As described in the course guidelines, every student will rotate through three different blogging roles throughout the semester. You can find out your group number on Blackboard. See the course calendar for the blogging schedule.
At the end of each three-week blogging period, you will receive a grade on a scale of 0-3 for each blog post. At the end of the semester, I will drop your lowest blog score and average your remaining scores to get your blogging grade. See the blog criteria on the course guidelines page for more information on how I grade blog posts.

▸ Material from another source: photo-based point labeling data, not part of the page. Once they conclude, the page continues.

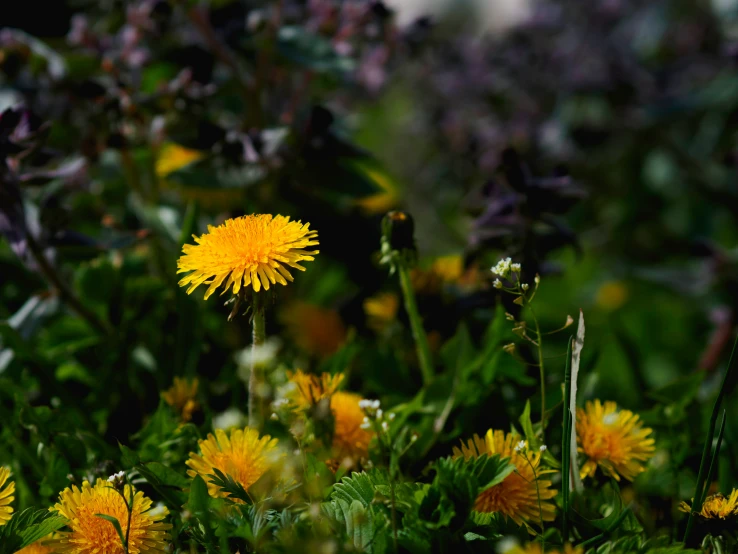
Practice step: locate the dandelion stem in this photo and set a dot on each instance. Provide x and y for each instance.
(416, 324)
(702, 474)
(258, 322)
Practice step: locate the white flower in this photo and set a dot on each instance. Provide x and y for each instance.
(502, 268)
(116, 476)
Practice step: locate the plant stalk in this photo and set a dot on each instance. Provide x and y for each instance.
(256, 401)
(416, 324)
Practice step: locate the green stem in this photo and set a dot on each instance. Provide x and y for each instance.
(256, 401)
(416, 324)
(702, 474)
(542, 374)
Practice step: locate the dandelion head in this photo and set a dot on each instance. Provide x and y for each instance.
(181, 397)
(241, 454)
(613, 440)
(309, 389)
(517, 496)
(716, 507)
(6, 495)
(350, 439)
(90, 534)
(250, 250)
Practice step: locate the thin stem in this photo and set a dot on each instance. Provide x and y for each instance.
(542, 374)
(64, 291)
(258, 322)
(416, 324)
(702, 474)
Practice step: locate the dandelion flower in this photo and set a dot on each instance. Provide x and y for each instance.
(350, 440)
(6, 495)
(518, 495)
(716, 506)
(240, 454)
(309, 389)
(181, 397)
(316, 330)
(613, 440)
(249, 250)
(91, 534)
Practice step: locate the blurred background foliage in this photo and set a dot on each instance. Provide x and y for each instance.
(594, 142)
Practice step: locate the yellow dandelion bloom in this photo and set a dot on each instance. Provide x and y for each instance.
(42, 546)
(249, 250)
(6, 495)
(613, 440)
(716, 506)
(381, 310)
(94, 535)
(316, 330)
(349, 439)
(309, 389)
(240, 454)
(181, 397)
(173, 157)
(518, 495)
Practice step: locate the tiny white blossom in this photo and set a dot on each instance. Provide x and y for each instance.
(116, 476)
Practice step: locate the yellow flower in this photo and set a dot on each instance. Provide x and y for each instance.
(716, 506)
(41, 546)
(518, 495)
(240, 453)
(349, 439)
(611, 295)
(612, 439)
(91, 534)
(316, 330)
(181, 397)
(6, 495)
(248, 250)
(173, 157)
(381, 310)
(535, 548)
(309, 389)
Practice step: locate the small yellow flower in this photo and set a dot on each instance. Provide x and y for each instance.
(181, 397)
(316, 330)
(173, 157)
(94, 535)
(240, 454)
(381, 310)
(6, 496)
(716, 506)
(613, 440)
(518, 495)
(309, 389)
(249, 250)
(349, 439)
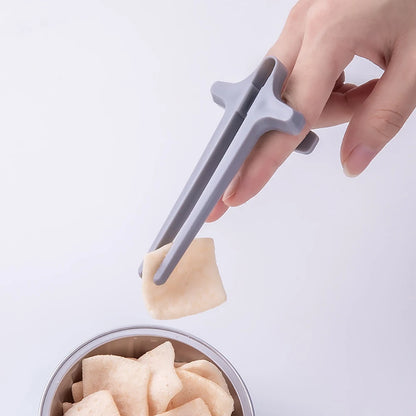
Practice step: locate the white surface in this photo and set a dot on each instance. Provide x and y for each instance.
(104, 110)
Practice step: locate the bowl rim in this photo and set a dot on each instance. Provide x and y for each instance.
(146, 330)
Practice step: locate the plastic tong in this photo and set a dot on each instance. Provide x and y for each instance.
(252, 108)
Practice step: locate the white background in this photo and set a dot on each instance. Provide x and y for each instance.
(104, 111)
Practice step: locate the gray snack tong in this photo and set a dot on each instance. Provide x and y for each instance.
(252, 107)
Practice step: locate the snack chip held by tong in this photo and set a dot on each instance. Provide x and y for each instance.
(252, 108)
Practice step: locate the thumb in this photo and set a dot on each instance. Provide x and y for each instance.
(381, 116)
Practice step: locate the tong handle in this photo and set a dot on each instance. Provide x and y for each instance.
(252, 108)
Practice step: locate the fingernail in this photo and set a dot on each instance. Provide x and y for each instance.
(232, 188)
(358, 160)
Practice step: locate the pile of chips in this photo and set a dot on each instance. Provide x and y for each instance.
(153, 384)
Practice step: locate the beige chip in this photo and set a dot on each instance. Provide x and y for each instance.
(219, 402)
(77, 391)
(208, 370)
(194, 285)
(100, 403)
(164, 382)
(196, 407)
(127, 381)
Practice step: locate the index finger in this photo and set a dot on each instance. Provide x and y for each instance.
(317, 68)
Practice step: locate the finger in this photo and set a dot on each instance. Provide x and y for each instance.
(340, 81)
(341, 106)
(345, 88)
(218, 211)
(308, 89)
(288, 45)
(381, 116)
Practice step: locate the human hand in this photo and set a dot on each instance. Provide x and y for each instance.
(320, 38)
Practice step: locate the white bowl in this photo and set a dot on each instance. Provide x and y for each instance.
(133, 342)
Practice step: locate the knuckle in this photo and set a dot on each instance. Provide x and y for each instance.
(298, 12)
(387, 122)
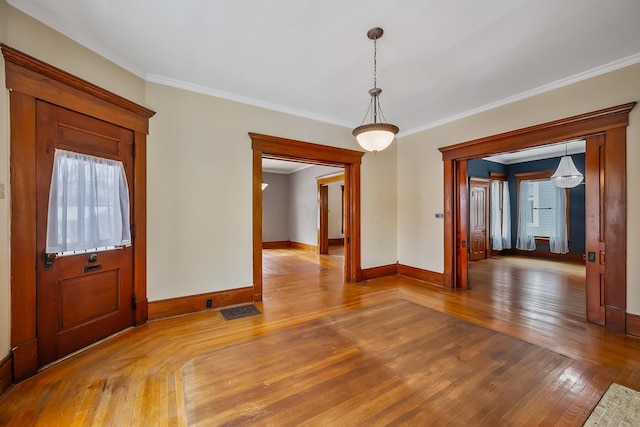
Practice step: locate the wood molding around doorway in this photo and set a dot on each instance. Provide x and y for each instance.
(30, 79)
(274, 147)
(610, 123)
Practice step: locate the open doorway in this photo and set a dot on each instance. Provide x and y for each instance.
(535, 266)
(302, 210)
(605, 134)
(270, 147)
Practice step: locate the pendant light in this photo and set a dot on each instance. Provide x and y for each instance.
(377, 135)
(567, 175)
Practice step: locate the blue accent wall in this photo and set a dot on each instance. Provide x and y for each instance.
(482, 168)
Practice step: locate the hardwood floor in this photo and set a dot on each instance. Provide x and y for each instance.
(513, 350)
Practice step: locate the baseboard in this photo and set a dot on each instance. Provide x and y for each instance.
(193, 303)
(633, 325)
(420, 274)
(336, 242)
(6, 377)
(25, 360)
(381, 271)
(282, 244)
(303, 246)
(569, 257)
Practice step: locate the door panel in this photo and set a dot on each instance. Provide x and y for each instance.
(81, 298)
(594, 228)
(478, 218)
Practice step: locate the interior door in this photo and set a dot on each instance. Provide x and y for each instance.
(594, 227)
(80, 298)
(478, 218)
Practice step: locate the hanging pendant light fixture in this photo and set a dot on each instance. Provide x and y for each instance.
(377, 135)
(567, 175)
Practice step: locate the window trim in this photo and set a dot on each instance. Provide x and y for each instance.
(544, 175)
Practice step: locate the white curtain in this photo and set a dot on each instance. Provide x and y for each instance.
(558, 242)
(88, 204)
(525, 240)
(506, 216)
(496, 217)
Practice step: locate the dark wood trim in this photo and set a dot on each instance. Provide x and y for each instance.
(193, 303)
(323, 219)
(286, 149)
(6, 377)
(25, 359)
(380, 271)
(140, 223)
(633, 324)
(462, 237)
(29, 80)
(542, 134)
(274, 147)
(421, 274)
(610, 121)
(257, 225)
(568, 257)
(282, 244)
(47, 73)
(330, 179)
(303, 246)
(497, 176)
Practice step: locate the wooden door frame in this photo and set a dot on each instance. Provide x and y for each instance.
(30, 79)
(273, 147)
(323, 208)
(612, 123)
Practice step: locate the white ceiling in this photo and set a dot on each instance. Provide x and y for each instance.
(437, 61)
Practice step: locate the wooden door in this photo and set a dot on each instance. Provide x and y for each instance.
(478, 218)
(85, 297)
(323, 223)
(594, 227)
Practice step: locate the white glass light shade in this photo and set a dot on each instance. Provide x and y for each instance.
(375, 137)
(566, 176)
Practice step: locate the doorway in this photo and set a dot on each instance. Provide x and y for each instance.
(265, 146)
(605, 135)
(31, 81)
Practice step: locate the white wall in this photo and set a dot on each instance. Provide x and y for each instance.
(303, 203)
(420, 187)
(275, 207)
(199, 190)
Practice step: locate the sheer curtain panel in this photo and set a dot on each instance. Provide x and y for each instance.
(525, 239)
(496, 216)
(88, 204)
(506, 216)
(558, 240)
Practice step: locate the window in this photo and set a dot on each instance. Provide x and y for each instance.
(88, 204)
(543, 212)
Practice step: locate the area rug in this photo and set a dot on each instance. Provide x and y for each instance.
(620, 406)
(239, 312)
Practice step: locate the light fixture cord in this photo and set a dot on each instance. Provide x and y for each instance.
(375, 62)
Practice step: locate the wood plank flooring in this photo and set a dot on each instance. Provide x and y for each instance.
(513, 350)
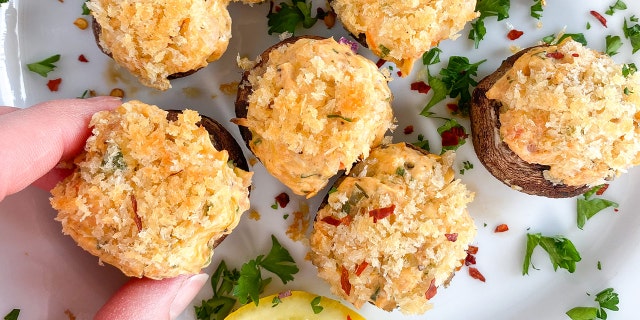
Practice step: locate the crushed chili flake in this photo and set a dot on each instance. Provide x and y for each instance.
(451, 236)
(282, 199)
(408, 130)
(469, 260)
(360, 268)
(501, 228)
(431, 292)
(602, 189)
(452, 136)
(381, 213)
(600, 18)
(474, 273)
(514, 34)
(54, 84)
(421, 87)
(344, 281)
(331, 220)
(555, 55)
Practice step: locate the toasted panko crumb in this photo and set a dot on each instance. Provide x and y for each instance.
(151, 196)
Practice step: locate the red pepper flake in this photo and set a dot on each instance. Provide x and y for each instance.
(381, 213)
(282, 199)
(514, 34)
(360, 268)
(408, 130)
(474, 273)
(431, 292)
(331, 220)
(469, 260)
(600, 18)
(452, 107)
(451, 236)
(344, 281)
(602, 189)
(54, 84)
(451, 137)
(501, 228)
(421, 87)
(555, 55)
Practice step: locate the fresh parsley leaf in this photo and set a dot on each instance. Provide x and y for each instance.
(45, 66)
(561, 250)
(612, 44)
(279, 262)
(619, 5)
(315, 305)
(583, 313)
(13, 315)
(536, 9)
(632, 33)
(487, 8)
(588, 207)
(290, 16)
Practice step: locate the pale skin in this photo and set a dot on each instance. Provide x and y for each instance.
(32, 142)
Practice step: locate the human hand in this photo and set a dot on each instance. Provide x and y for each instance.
(32, 142)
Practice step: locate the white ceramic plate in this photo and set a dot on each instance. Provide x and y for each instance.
(44, 273)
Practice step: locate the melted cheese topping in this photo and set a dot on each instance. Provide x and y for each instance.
(151, 196)
(404, 251)
(157, 38)
(315, 109)
(571, 108)
(401, 31)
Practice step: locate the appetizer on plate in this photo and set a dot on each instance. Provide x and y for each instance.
(310, 108)
(393, 230)
(158, 40)
(153, 196)
(556, 120)
(402, 31)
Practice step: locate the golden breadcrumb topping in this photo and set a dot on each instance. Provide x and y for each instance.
(401, 31)
(571, 108)
(315, 109)
(154, 39)
(392, 228)
(151, 196)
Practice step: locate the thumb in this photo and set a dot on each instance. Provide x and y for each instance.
(152, 299)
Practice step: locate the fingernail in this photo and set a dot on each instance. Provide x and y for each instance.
(187, 291)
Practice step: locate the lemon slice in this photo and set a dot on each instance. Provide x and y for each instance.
(299, 305)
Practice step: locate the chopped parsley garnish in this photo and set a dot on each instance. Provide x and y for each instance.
(612, 44)
(422, 143)
(619, 5)
(561, 251)
(245, 285)
(487, 8)
(629, 69)
(589, 207)
(577, 37)
(536, 9)
(13, 315)
(45, 66)
(315, 305)
(606, 299)
(290, 16)
(633, 34)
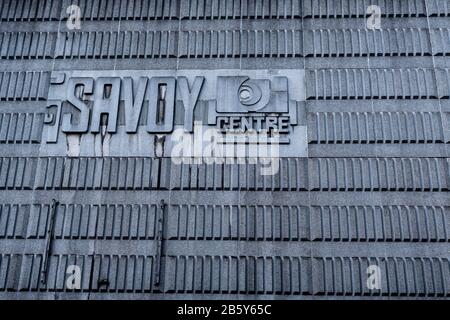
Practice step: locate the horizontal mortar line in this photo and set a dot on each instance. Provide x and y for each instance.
(220, 197)
(229, 248)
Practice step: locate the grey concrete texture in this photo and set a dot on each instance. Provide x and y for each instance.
(364, 166)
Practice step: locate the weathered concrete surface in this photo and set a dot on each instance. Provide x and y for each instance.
(363, 178)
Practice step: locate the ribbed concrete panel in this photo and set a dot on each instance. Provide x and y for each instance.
(86, 178)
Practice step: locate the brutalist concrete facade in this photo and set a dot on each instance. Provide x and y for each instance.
(89, 108)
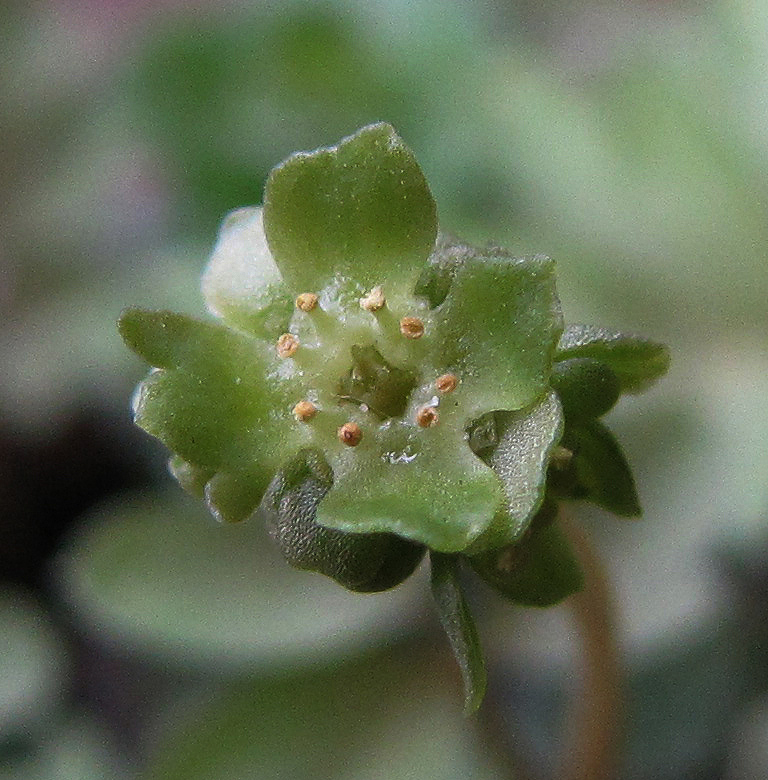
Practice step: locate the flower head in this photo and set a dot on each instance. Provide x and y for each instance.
(374, 389)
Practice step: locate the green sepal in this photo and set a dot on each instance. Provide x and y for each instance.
(497, 330)
(241, 283)
(523, 445)
(192, 478)
(456, 619)
(372, 381)
(358, 212)
(360, 562)
(425, 485)
(586, 387)
(637, 362)
(538, 571)
(438, 274)
(212, 404)
(598, 470)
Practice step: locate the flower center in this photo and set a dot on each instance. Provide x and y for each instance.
(362, 366)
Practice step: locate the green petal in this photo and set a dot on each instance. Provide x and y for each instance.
(601, 472)
(538, 571)
(520, 458)
(429, 488)
(497, 330)
(213, 404)
(638, 362)
(587, 388)
(360, 562)
(443, 264)
(359, 211)
(458, 624)
(241, 283)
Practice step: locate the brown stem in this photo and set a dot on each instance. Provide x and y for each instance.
(596, 716)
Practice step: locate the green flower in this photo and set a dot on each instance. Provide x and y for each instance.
(374, 390)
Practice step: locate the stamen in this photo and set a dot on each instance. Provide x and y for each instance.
(287, 345)
(304, 410)
(350, 434)
(412, 327)
(374, 301)
(446, 383)
(306, 301)
(427, 416)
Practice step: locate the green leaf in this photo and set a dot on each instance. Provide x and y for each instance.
(520, 456)
(398, 722)
(360, 562)
(359, 211)
(436, 278)
(213, 406)
(586, 387)
(241, 283)
(600, 469)
(636, 361)
(538, 571)
(458, 624)
(425, 485)
(153, 575)
(497, 330)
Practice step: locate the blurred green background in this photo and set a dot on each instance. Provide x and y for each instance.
(629, 141)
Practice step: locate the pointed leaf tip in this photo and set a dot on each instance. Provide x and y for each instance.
(360, 212)
(459, 625)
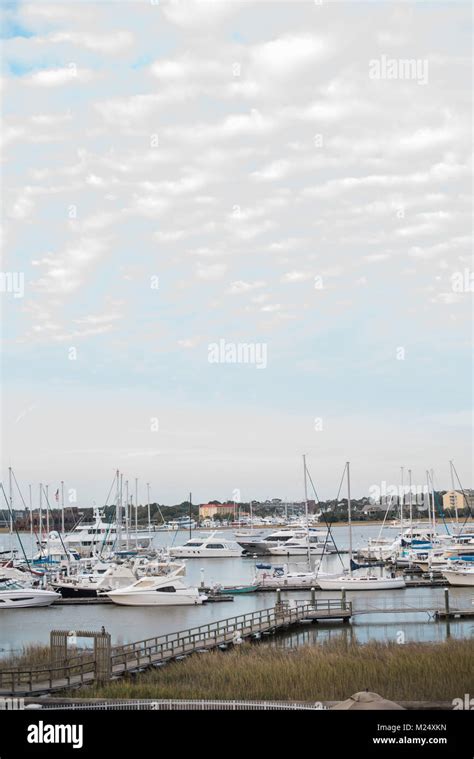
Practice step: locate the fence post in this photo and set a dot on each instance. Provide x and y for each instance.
(446, 602)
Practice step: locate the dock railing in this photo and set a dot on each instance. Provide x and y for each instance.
(84, 668)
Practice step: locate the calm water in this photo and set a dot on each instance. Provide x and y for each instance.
(23, 626)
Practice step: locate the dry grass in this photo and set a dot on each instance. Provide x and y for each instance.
(32, 656)
(327, 672)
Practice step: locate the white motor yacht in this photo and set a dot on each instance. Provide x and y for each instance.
(17, 595)
(316, 542)
(462, 576)
(280, 577)
(274, 539)
(99, 536)
(157, 591)
(210, 547)
(359, 582)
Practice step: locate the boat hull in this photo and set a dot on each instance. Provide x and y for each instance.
(177, 553)
(22, 599)
(462, 579)
(71, 591)
(156, 599)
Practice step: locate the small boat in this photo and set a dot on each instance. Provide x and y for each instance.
(235, 589)
(460, 577)
(360, 582)
(210, 547)
(16, 595)
(281, 577)
(301, 543)
(90, 585)
(157, 591)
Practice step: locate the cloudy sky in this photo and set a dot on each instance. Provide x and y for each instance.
(179, 173)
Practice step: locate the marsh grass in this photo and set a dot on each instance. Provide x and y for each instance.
(34, 656)
(328, 672)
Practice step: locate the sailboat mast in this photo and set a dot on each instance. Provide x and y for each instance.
(349, 512)
(433, 500)
(411, 502)
(190, 515)
(402, 498)
(41, 513)
(430, 520)
(136, 511)
(118, 512)
(127, 514)
(148, 505)
(451, 465)
(62, 507)
(306, 508)
(31, 517)
(10, 486)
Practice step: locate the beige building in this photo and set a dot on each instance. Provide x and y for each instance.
(454, 500)
(210, 510)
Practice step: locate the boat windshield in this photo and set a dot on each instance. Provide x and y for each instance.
(10, 585)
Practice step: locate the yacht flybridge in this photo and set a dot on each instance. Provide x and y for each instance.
(314, 541)
(279, 538)
(98, 536)
(18, 595)
(210, 547)
(157, 591)
(349, 581)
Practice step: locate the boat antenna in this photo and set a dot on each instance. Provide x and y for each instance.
(306, 509)
(13, 524)
(329, 533)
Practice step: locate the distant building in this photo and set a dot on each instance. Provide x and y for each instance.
(454, 500)
(211, 510)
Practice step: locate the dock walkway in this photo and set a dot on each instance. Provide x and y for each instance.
(134, 657)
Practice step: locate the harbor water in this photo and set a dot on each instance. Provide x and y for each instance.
(21, 627)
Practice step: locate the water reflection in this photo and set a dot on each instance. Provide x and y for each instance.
(25, 626)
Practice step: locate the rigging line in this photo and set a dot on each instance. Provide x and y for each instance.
(38, 540)
(469, 512)
(439, 506)
(50, 509)
(109, 527)
(329, 533)
(16, 531)
(342, 482)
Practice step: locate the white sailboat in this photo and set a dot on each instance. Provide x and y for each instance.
(18, 595)
(158, 591)
(351, 581)
(210, 547)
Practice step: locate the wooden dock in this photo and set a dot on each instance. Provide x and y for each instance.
(134, 657)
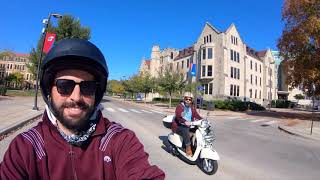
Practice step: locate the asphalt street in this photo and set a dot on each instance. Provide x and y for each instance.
(250, 148)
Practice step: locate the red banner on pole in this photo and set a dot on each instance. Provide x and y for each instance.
(48, 42)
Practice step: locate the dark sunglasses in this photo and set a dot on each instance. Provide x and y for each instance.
(66, 86)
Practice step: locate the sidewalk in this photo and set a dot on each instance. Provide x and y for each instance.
(295, 122)
(17, 111)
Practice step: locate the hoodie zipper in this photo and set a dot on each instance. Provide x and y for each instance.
(71, 154)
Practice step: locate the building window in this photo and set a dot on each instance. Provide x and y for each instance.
(231, 72)
(210, 88)
(203, 71)
(238, 57)
(231, 54)
(260, 68)
(206, 89)
(210, 53)
(210, 70)
(260, 81)
(259, 94)
(238, 90)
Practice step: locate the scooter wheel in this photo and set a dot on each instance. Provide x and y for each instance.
(174, 151)
(208, 166)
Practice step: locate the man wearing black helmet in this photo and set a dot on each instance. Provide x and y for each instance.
(74, 140)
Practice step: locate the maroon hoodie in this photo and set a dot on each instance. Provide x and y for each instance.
(112, 152)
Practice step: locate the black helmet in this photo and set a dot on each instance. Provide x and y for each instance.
(73, 54)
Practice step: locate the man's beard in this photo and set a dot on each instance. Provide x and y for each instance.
(74, 125)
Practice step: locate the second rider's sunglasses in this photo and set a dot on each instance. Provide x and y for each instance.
(66, 86)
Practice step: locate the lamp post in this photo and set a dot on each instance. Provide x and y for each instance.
(46, 22)
(270, 82)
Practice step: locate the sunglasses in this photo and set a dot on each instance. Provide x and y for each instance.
(66, 86)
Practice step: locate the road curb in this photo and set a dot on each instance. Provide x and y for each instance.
(18, 125)
(296, 133)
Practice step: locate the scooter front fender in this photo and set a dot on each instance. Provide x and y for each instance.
(209, 154)
(175, 139)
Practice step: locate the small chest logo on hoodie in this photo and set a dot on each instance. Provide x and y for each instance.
(107, 159)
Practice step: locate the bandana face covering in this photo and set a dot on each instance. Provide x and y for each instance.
(83, 136)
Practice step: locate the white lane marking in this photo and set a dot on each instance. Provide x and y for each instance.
(133, 110)
(145, 111)
(157, 111)
(233, 117)
(122, 110)
(270, 123)
(110, 109)
(258, 120)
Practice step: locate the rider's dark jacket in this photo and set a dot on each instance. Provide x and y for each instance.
(112, 152)
(179, 120)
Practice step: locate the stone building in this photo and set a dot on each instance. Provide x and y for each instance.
(16, 62)
(226, 66)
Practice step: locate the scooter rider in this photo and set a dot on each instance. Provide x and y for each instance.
(185, 113)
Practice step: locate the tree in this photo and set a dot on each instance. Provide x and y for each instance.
(192, 88)
(16, 78)
(299, 44)
(68, 27)
(171, 82)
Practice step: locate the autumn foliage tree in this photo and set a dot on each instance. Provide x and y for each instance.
(299, 44)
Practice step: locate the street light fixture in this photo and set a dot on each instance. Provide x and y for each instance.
(270, 82)
(46, 22)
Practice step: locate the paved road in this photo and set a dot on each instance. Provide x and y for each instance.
(247, 149)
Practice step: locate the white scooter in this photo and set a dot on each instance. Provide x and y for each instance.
(201, 144)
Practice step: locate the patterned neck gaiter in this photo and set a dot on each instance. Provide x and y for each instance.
(80, 138)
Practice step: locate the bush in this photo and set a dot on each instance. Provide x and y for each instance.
(3, 90)
(174, 101)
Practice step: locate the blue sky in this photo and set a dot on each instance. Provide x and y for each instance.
(126, 30)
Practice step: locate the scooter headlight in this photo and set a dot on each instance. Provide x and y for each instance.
(204, 124)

Here are more details about what I expect from each role:
These students are responsible for posting initial questions and insights about Tuesday’s reading to the class blog by 10pm Monday night. There are a number of ways to do this. You can situate the reading among the other readings we’ve encountered in class; you can write about an aspect of the day’s reading that you don’t understand, or something that jars you; or you can formulate an insightful question or two about the reading and then attempt to answer your own questions. These initial posts should be about 300-400 words and strive to be thoughtful and nuanced, avoiding description and summary. Remember that to receive an “exceptional” score, each post must include an image or media clip that illustrates — rather than trivializes — its point. Furthermore, the source of the image or media clip must be clearly given.
Students in this group will build upon, disagree with, or clarify either a reader post or something from Tuesday’s class discussion. Responder posts should be submitted by 10pm Wednesday night. These posts should also be about 300-400 words. Responder posts should also strive to be thoughtful and nuanced, avoiding description and summary. Do not be afraid to disagree with, challenge, or otherwise complicate your classmates’ posts. Hold each other accountable. Remember that to receive an “exceptional” score, each post must include an image or media clip that illustrates — rather than trivializes — its point. Furthermore, the source of the image or media clip must be clearly given.
Students in this group will obsessively collect data over the course of the week and then post this data to our class blog. This data will range from the trivial to the substantive to the weird, and the kind of data I ask students to collect will change after each group has rotated through this role, or every three weeks. In addition to posting this data, observers must provide a short (no more than one paragraph) reflection on the data and/or the process of collecting it, highlighting what makes this data interesting, worthwhile, unusual — or, if appropriate — problematic. This post is due by 10 pm on Friday night. Observers do not need to include an image or media clip to receive a score of “exceptional.”